Wow thats the fence i have dreamt about for my router table. It works just like a click rule the device I use to measure because i am mostly blind.

-- Building quality in a throw away world.

View fernandoindia's profile


1081 posts in 2938 days

#8 posted 01-31-2011 06:53 AM

That´s cool Steve, and indeed it looks pretty good.
Other than the clamp, is mdf made?.

-- Back home. Fernando

View Blake's profile


3443 posts in 3869 days

#9 posted 01-31-2011 07:02 AM

Rad :)

-- Happy woodworking!

View shipwright's profile


7980 posts in 2793 days

#10 posted 01-31-2011 07:28 AM

Steve, that is a wonderful thing-a-ma-jig. Make that yet another wonderful one. Your mind is a fine place and I admire your work. That said I’m not able to figure out how any of these precision jigs could help me do anything that I can’t do now. That’s not a criticism, just an observation. At any rate, I can appreciate the ingenuity and workmanship.

Well done.

-- Paul M ..............If God wanted us to have fiberglass boats he would have given us fibreglass trees.

View Joe Lyddon's profile (online now)

Joe Lyddon

10095 posts in 4047 days

#11 posted 01-31-2011 09:14 AM

Sure looks good, Steve…

I don’t understand the value of that folding clamp in the middle of it… What does it do?

Thank you…

-- Have Fun! Joe Lyddon - Alta Loma, CA USA - Home: ... My Small Gallery:"

View tdv's profile


1188 posts in 3065 days

#12 posted 01-31-2011 12:12 PM

It’s quite an engineering feat Steve. It’s like Incra jig meets Woodgears. To lock it you could always mount a lever type hold down clamp to press on the top plate or drill a hole to allow the clamp to press directly on to the slider, still I really like it it’s got a lot of good features…..Look out incra!

-- God created wood that we may create. Trevor East Yorkshire UK

View SPalm's profile


5320 posts in 3877 days

#13 posted 01-31-2011 03:39 PM

Thanks again everyone. Still a work in progress. I laid in bed last night thinking of improvements.

JL7: As far as the Plexiglas hair line indicator, yes one would be great. If you google ‘Bar Magnifier’ you will see what my brain is thinking.

Billp: I have the new router lift, but am chicken to route the recess to mount it. Why don’t they make it easier to do that? Those 1.5 inch radius corners are a bugger.

Paul: True, this type of positioner is not needed for lots of routing and that is why I want it removable. I will just use my TS fence for those. But like Incra, it really does have it’s advantages for certain types of operations. Things like being able to come back a week later and precisely put the fence where it was last time. And also operations that use a precise increment like stepping over for multiple dados or dovetails.

Joe: The folding clamp locks the bar in place by pressing the small threaded rod against the long threaded rod. The concept is to make it click into one of the 1/32 inch threads, thus creating a know position.

Trevor: I actually have tried several different clamping techniques. Using a standard red handle locking clamp through a hole in the top was one of them, but that does not force the two rods together, so I nixed it. The main problem is to make the rods disappear and slide easy when you don’t want them, and make them proud and locked when you do want them. But please, keep the ideas comming.
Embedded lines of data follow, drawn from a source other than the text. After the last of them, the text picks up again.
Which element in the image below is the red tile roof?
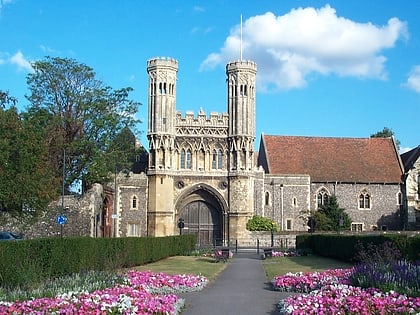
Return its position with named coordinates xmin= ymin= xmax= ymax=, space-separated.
xmin=258 ymin=135 xmax=403 ymax=183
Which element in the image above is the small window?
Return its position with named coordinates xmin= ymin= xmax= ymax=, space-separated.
xmin=179 ymin=149 xmax=185 ymax=169
xmin=185 ymin=150 xmax=192 ymax=169
xmin=217 ymin=150 xmax=223 ymax=170
xmin=397 ymin=192 xmax=402 ymax=206
xmin=127 ymin=223 xmax=140 ymax=236
xmin=265 ymin=191 xmax=270 ymax=206
xmin=317 ymin=189 xmax=330 ymax=208
xmin=351 ymin=222 xmax=363 ymax=232
xmin=286 ymin=219 xmax=292 ymax=231
xmin=131 ymin=196 xmax=137 ymax=209
xmin=211 ymin=150 xmax=217 ymax=170
xmin=359 ymin=192 xmax=370 ymax=209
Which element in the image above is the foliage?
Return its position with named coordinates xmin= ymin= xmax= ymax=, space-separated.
xmin=350 ymin=241 xmax=420 ymax=296
xmin=314 ymin=195 xmax=351 ymax=231
xmin=246 ymin=215 xmax=279 ymax=232
xmin=355 ymin=241 xmax=401 ymax=265
xmin=0 ymin=234 xmax=196 ymax=287
xmin=27 ymin=57 xmax=140 ymax=191
xmin=0 ymin=90 xmax=17 ymax=108
xmin=370 ymin=127 xmax=401 ymax=150
xmin=0 ymin=106 xmax=59 ymax=216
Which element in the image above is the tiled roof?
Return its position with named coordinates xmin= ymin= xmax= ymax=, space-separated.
xmin=259 ymin=135 xmax=403 ymax=183
xmin=401 ymin=146 xmax=420 ymax=172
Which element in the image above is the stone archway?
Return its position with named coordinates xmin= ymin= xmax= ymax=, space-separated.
xmin=176 ymin=185 xmax=227 ymax=247
xmin=179 ymin=200 xmax=223 ymax=247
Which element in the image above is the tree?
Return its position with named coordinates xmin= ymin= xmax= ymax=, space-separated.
xmin=246 ymin=215 xmax=278 ymax=232
xmin=370 ymin=127 xmax=401 ymax=150
xmin=0 ymin=90 xmax=17 ymax=108
xmin=314 ymin=195 xmax=351 ymax=231
xmin=27 ymin=57 xmax=140 ymax=187
xmin=0 ymin=100 xmax=58 ymax=215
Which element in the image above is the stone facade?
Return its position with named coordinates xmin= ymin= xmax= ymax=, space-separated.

I am now thinking that having the locking plate running in its own little miter slot (like a crosscut sled) will keep it in place better. Not allowing this plate to wiggle seems key to me.
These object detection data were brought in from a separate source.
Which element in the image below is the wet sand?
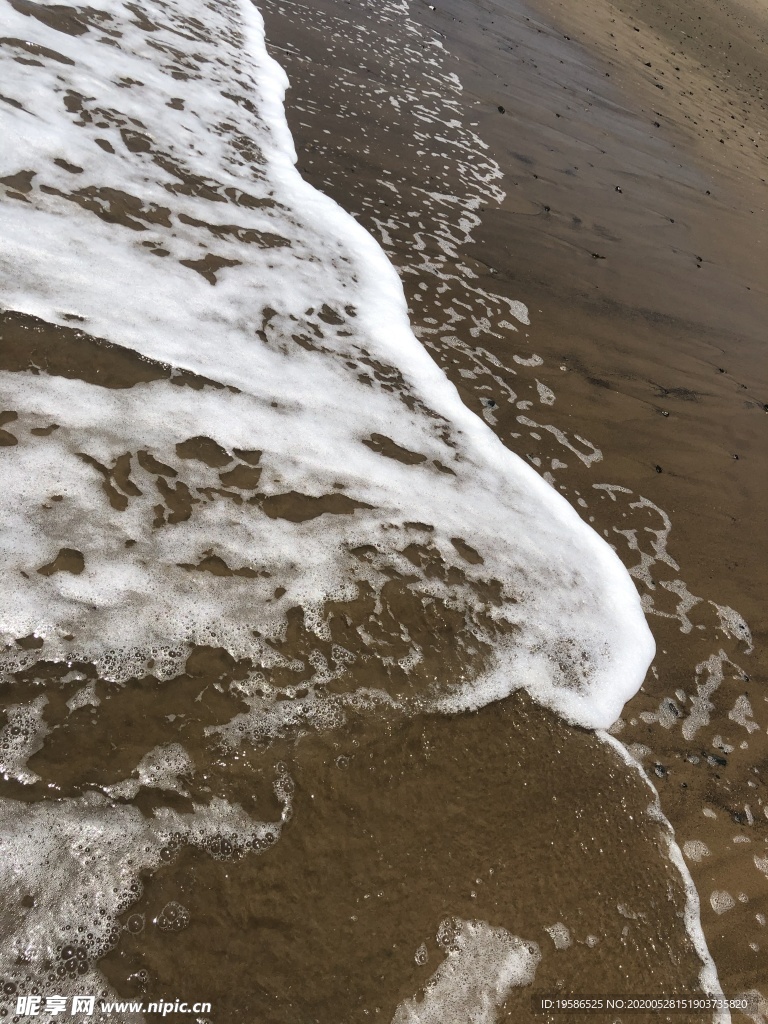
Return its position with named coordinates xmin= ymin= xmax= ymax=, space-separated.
xmin=3 ymin=0 xmax=768 ymax=1024
xmin=256 ymin=2 xmax=768 ymax=1007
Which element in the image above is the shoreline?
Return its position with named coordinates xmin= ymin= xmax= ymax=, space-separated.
xmin=265 ymin=2 xmax=768 ymax=992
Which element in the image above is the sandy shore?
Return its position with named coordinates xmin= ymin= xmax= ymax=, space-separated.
xmin=260 ymin=0 xmax=768 ymax=1007
xmin=0 ymin=0 xmax=768 ymax=1024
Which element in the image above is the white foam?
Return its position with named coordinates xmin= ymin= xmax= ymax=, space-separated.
xmin=0 ymin=775 xmax=290 ymax=993
xmin=392 ymin=920 xmax=541 ymax=1024
xmin=597 ymin=730 xmax=731 ymax=1024
xmin=0 ymin=0 xmax=653 ymax=726
xmin=545 ymin=921 xmax=572 ymax=949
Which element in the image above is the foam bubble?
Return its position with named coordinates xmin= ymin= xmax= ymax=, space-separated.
xmin=0 ymin=0 xmax=653 ymax=726
xmin=392 ymin=920 xmax=541 ymax=1024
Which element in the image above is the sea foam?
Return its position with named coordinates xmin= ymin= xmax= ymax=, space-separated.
xmin=0 ymin=2 xmax=653 ymax=727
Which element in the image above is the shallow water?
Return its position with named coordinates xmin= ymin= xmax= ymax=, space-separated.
xmin=0 ymin=4 xmax=765 ymax=1021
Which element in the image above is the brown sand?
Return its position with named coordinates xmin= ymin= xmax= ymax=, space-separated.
xmin=3 ymin=0 xmax=768 ymax=1024
xmin=256 ymin=0 xmax=768 ymax=1007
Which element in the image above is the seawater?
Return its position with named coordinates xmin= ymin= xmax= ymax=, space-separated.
xmin=0 ymin=0 xmax=737 ymax=1020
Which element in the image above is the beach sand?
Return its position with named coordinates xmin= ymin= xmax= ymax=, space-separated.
xmin=3 ymin=0 xmax=768 ymax=1024
xmin=249 ymin=0 xmax=768 ymax=1007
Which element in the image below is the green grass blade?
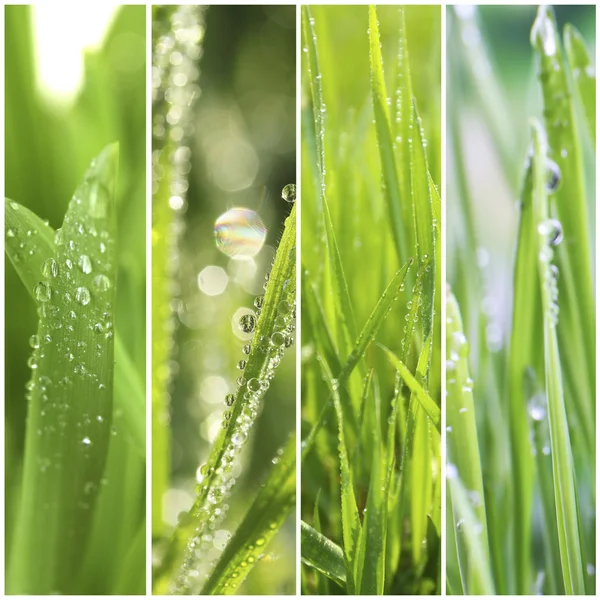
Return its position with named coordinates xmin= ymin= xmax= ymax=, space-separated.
xmin=448 ymin=476 xmax=495 ymax=596
xmin=564 ymin=24 xmax=596 ymax=147
xmin=4 ymin=200 xmax=146 ymax=457
xmin=446 ymin=293 xmax=491 ymax=594
xmin=154 ymin=204 xmax=296 ymax=594
xmin=318 ymin=357 xmax=362 ymax=594
xmin=302 ymin=259 xmax=412 ymax=460
xmin=508 ymin=152 xmax=541 ymax=594
xmin=8 ymin=145 xmax=118 ymax=594
xmin=532 ymin=122 xmax=586 ymax=595
xmin=377 ymin=343 xmax=441 ymax=433
xmin=300 ymin=521 xmax=346 ymax=588
xmin=202 ymin=435 xmax=296 ymax=596
xmin=369 ymin=6 xmax=409 ymax=264
xmin=531 ymin=6 xmax=596 ymax=457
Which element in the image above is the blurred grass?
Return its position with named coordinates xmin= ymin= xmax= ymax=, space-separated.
xmin=153 ymin=6 xmax=296 ymax=594
xmin=301 ymin=6 xmax=441 ymax=594
xmin=446 ymin=6 xmax=596 ymax=594
xmin=5 ymin=6 xmax=146 ymax=594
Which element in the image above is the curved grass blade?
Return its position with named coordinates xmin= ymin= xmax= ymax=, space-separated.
xmin=508 ymin=148 xmax=542 ymax=594
xmin=564 ymin=24 xmax=596 ymax=147
xmin=4 ymin=200 xmax=146 ymax=457
xmin=531 ymin=6 xmax=596 ymax=460
xmin=300 ymin=521 xmax=346 ymax=588
xmin=532 ymin=121 xmax=586 ymax=595
xmin=302 ymin=258 xmax=413 ymax=460
xmin=154 ymin=204 xmax=296 ymax=594
xmin=369 ymin=6 xmax=410 ymax=264
xmin=8 ymin=144 xmax=118 ymax=594
xmin=446 ymin=292 xmax=491 ymax=594
xmin=201 ymin=435 xmax=296 ymax=596
xmin=377 ymin=342 xmax=441 ymax=433
xmin=317 ymin=357 xmax=362 ymax=594
xmin=447 ymin=476 xmax=495 ymax=596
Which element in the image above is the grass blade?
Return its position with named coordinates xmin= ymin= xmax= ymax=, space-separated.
xmin=302 ymin=259 xmax=412 ymax=460
xmin=300 ymin=521 xmax=346 ymax=588
xmin=369 ymin=6 xmax=409 ymax=264
xmin=532 ymin=122 xmax=586 ymax=595
xmin=564 ymin=24 xmax=596 ymax=147
xmin=531 ymin=6 xmax=596 ymax=456
xmin=446 ymin=293 xmax=491 ymax=594
xmin=202 ymin=435 xmax=296 ymax=596
xmin=377 ymin=343 xmax=441 ymax=433
xmin=9 ymin=145 xmax=118 ymax=594
xmin=154 ymin=204 xmax=296 ymax=594
xmin=4 ymin=200 xmax=146 ymax=457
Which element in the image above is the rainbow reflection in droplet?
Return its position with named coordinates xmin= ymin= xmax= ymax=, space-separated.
xmin=214 ymin=208 xmax=267 ymax=260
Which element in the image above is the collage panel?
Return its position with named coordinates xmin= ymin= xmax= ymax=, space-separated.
xmin=152 ymin=5 xmax=297 ymax=595
xmin=445 ymin=5 xmax=596 ymax=595
xmin=3 ymin=5 xmax=146 ymax=595
xmin=300 ymin=5 xmax=443 ymax=595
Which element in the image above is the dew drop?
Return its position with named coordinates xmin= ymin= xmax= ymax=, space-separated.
xmin=546 ymin=159 xmax=561 ymax=193
xmin=538 ymin=219 xmax=563 ymax=246
xmin=42 ymin=258 xmax=58 ymax=279
xmin=231 ymin=431 xmax=248 ymax=446
xmin=33 ymin=282 xmax=52 ymax=302
xmin=92 ymin=273 xmax=110 ymax=292
xmin=214 ymin=208 xmax=267 ymax=260
xmin=75 ymin=287 xmax=91 ymax=306
xmin=248 ymin=377 xmax=260 ymax=392
xmin=239 ymin=314 xmax=256 ymax=333
xmin=77 ymin=254 xmax=92 ymax=275
xmin=281 ymin=183 xmax=296 ymax=204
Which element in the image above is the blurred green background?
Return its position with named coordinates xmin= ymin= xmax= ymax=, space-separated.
xmin=4 ymin=6 xmax=146 ymax=594
xmin=153 ymin=6 xmax=296 ymax=594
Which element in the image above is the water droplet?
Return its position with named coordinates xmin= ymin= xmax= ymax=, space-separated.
xmin=33 ymin=282 xmax=52 ymax=302
xmin=92 ymin=273 xmax=110 ymax=292
xmin=75 ymin=287 xmax=91 ymax=306
xmin=248 ymin=377 xmax=260 ymax=392
xmin=77 ymin=254 xmax=92 ymax=275
xmin=281 ymin=183 xmax=296 ymax=204
xmin=42 ymin=258 xmax=58 ymax=279
xmin=527 ymin=394 xmax=546 ymax=421
xmin=538 ymin=219 xmax=563 ymax=246
xmin=214 ymin=208 xmax=267 ymax=260
xmin=546 ymin=158 xmax=561 ymax=193
xmin=231 ymin=431 xmax=248 ymax=446
xmin=271 ymin=331 xmax=285 ymax=348
xmin=239 ymin=314 xmax=256 ymax=333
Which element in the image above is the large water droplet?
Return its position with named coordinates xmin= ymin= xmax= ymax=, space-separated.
xmin=214 ymin=208 xmax=267 ymax=260
xmin=239 ymin=314 xmax=256 ymax=333
xmin=538 ymin=219 xmax=563 ymax=246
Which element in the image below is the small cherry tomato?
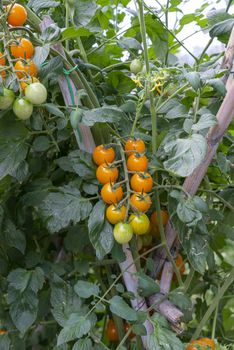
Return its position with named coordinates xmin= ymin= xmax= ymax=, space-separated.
xmin=129 ymin=214 xmax=150 ymax=235
xmin=113 ymin=222 xmax=133 ymax=244
xmin=130 ymin=193 xmax=152 ymax=213
xmin=127 ymin=154 xmax=148 ymax=172
xmin=6 ymin=4 xmax=28 ymax=27
xmin=10 ymin=38 xmax=34 ymax=59
xmin=25 ymin=83 xmax=47 ymax=105
xmin=106 ymin=204 xmax=127 ymax=225
xmin=0 ymin=88 xmax=15 ymax=110
xmin=96 ymin=164 xmax=119 ymax=185
xmin=13 ymin=98 xmax=33 ymax=120
xmin=125 ymin=139 xmax=145 ymax=156
xmin=93 ymin=145 xmax=115 ymax=165
xmin=101 ymin=183 xmax=123 ymax=204
xmin=130 ymin=172 xmax=153 ymax=193
xmin=15 ymin=60 xmax=38 ymax=79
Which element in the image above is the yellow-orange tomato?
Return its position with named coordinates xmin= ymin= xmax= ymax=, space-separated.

-- -- I'm no rocket surgeon

View Lee A. Jesberger's profile

Lee A. Jesberger

6855 posts in 3974 days

#14 posted 01-31-2011 03:40 PM

You know, that’s pretty nice work, coming from a guy that’s not a rocket surgeon.

Really great job, Steve.


-- by Lee A. Jesberger

View BritBoxmaker's profile


4611 posts in 3031 days

#15 posted 01-31-2011 05:16 PM

Excellent work, as always, Steve. You have made some serious progress here.
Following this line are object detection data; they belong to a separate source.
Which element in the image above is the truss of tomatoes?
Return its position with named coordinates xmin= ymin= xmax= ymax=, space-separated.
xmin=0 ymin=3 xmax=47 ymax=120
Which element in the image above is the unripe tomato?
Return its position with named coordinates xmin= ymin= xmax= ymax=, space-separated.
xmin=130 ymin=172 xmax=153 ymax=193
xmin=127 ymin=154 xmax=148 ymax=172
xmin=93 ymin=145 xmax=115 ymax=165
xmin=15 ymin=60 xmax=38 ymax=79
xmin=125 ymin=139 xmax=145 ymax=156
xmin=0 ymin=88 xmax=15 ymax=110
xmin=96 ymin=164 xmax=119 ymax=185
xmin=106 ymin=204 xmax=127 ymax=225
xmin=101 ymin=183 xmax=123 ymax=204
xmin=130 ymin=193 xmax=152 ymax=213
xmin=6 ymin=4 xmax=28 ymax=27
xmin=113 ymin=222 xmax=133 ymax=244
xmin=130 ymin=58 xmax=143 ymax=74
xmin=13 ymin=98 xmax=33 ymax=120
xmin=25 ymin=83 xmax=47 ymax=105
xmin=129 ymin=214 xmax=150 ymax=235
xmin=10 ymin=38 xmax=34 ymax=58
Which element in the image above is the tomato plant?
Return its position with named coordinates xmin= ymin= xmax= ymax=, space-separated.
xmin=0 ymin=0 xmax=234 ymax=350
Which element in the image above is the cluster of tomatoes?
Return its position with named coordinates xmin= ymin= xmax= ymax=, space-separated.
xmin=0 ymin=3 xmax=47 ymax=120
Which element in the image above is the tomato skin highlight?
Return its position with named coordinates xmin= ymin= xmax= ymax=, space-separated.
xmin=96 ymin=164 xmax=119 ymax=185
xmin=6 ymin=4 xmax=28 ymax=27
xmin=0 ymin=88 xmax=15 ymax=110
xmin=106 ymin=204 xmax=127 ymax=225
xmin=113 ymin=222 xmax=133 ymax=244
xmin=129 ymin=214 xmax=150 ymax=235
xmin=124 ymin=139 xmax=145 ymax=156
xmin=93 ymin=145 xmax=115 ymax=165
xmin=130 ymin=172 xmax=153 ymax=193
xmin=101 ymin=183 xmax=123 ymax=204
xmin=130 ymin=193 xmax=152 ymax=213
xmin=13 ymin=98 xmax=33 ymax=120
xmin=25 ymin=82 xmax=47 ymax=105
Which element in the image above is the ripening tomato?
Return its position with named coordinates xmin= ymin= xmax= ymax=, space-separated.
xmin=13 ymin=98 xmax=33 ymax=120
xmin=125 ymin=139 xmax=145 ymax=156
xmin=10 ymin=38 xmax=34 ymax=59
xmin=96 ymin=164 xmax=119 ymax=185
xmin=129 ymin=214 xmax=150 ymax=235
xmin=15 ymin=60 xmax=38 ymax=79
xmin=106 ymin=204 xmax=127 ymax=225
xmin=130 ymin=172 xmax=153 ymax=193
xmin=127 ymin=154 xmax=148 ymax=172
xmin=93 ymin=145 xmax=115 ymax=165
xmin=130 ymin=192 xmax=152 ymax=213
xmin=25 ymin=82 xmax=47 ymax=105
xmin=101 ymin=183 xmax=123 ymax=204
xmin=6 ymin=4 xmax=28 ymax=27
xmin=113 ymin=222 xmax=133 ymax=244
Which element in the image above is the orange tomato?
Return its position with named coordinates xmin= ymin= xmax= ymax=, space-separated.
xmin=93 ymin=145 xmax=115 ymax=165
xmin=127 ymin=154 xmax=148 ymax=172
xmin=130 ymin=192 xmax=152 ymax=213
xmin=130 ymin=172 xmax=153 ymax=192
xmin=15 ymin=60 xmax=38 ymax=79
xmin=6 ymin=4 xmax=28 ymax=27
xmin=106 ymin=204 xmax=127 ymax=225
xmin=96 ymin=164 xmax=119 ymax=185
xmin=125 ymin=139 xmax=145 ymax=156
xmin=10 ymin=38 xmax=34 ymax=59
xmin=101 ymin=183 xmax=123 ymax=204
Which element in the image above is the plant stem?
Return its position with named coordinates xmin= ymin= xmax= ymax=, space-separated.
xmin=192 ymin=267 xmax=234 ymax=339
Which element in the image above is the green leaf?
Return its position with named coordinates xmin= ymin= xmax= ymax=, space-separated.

Unfortunately version 2.0 of my circle cutting jig is all but finished. It uses a traditional approach to micro-adjust with a single threaded rod and captive nut. Perhaps I could adapt the double thread method for version 3.0.

Must have taken some serious time to plan this fence and flawless craftsmanship too. Always a pleasure to see one of your projects. Please keep them coming.

-- Martyn -- Boxologist, Pattern Juggler and Candyman of the visually challenging.